Saturday, February 03, 2007

"Coonass" Now a Naughty Word

Will all jocularity one day be forbidden?

"As an audiotape spread on the Internet, Alabama coach Nick Saban acknowledged Wednesday using a phrase considered derogatory to Cajuns but said he doesn't condone such language and merely was repeating something a friend told him..... Saban told of the friend's encounter with an LSU fan, who speaks in a Cajun dialect.

"He was walking down the street yesterday before the Sugar Bowl," Saban said on the taped comments. "He calls me. There was a guy working in the ditch, one of those coonass guys that talk funny. "I can't talk like them, but he can. Most people in Louisiana can."

Source

I gather that Cajuns are whites so somebody has goofed. Everybody knows you can't offend whites -- only "minorities".

A reader writes: "Living a mere hour from New Orleans, married to a woman hailing from Louisiana, and a graduate of LSU, I have never heard someone take offense at the term. My in-laws usually refer to themselves as coonasses...but the PC bunch take offense at everything"

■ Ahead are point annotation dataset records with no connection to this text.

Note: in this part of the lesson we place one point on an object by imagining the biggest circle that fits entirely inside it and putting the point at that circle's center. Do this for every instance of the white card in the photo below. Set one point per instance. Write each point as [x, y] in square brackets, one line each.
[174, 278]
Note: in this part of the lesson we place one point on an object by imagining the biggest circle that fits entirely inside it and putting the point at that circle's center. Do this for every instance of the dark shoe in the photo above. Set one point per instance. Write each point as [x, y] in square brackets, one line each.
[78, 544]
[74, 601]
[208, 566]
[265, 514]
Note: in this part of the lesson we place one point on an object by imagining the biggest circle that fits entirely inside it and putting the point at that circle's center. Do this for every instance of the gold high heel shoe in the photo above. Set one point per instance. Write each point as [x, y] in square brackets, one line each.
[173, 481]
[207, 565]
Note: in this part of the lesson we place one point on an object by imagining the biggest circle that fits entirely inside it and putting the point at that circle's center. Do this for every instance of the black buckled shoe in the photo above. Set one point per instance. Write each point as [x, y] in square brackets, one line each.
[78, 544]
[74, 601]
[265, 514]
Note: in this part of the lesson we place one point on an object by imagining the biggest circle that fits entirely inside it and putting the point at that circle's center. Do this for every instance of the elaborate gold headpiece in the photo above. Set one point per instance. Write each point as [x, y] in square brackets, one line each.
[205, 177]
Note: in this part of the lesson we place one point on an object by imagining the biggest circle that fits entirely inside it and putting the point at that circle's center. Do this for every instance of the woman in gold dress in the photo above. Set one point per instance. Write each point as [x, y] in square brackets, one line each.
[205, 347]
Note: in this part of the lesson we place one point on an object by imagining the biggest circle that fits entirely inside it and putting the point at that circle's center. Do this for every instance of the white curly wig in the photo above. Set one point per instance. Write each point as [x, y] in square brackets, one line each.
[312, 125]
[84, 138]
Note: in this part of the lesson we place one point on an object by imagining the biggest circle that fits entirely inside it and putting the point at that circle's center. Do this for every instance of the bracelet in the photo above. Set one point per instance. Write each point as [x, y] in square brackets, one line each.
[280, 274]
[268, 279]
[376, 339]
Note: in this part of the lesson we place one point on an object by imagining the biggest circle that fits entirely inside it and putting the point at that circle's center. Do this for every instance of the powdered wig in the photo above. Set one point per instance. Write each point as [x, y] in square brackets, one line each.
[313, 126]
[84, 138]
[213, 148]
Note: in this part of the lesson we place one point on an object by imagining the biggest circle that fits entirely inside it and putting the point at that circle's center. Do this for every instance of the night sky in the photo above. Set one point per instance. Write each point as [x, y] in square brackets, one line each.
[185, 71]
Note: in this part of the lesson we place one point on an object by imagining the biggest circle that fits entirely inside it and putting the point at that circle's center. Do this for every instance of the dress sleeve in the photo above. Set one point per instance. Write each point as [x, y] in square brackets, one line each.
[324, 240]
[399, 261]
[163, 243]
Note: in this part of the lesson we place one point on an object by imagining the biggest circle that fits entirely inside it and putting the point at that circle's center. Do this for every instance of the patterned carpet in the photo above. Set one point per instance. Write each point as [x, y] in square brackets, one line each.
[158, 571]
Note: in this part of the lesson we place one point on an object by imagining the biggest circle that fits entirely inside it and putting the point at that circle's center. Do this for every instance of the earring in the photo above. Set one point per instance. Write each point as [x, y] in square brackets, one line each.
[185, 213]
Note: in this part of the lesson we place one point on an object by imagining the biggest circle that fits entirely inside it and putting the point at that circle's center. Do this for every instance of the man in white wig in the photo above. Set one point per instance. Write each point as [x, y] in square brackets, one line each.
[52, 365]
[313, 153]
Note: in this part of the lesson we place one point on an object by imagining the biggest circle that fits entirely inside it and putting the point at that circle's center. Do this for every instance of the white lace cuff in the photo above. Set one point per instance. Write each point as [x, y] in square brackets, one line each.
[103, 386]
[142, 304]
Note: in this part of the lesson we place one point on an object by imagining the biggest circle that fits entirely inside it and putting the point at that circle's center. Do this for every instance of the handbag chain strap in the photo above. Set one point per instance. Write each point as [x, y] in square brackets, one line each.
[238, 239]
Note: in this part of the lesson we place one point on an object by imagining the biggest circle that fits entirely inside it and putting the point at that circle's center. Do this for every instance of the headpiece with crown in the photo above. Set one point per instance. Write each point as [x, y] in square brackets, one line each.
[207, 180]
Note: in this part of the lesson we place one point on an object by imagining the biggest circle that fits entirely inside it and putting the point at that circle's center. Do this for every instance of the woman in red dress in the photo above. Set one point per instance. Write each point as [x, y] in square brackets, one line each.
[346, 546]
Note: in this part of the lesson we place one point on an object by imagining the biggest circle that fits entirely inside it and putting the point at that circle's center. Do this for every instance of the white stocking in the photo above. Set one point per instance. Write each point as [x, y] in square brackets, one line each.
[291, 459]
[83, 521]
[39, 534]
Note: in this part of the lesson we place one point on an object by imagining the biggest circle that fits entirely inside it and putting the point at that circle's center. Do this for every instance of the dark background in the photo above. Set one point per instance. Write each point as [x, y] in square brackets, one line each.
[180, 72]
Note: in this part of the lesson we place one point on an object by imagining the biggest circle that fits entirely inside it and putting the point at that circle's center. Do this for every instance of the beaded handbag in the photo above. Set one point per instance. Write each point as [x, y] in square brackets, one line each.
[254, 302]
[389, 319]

Interesting that the term "Cajun" was once derogatory -- but no longer is. Whether a name is derogatory or not does seem to depend on whether the people concerned feel badly about being in that category. The term "reptiles of the press" was coined as a derogatory description of journalists but many journalists in Australia and Britain liked the term and now cheerfully refer to themselves as "reptiles".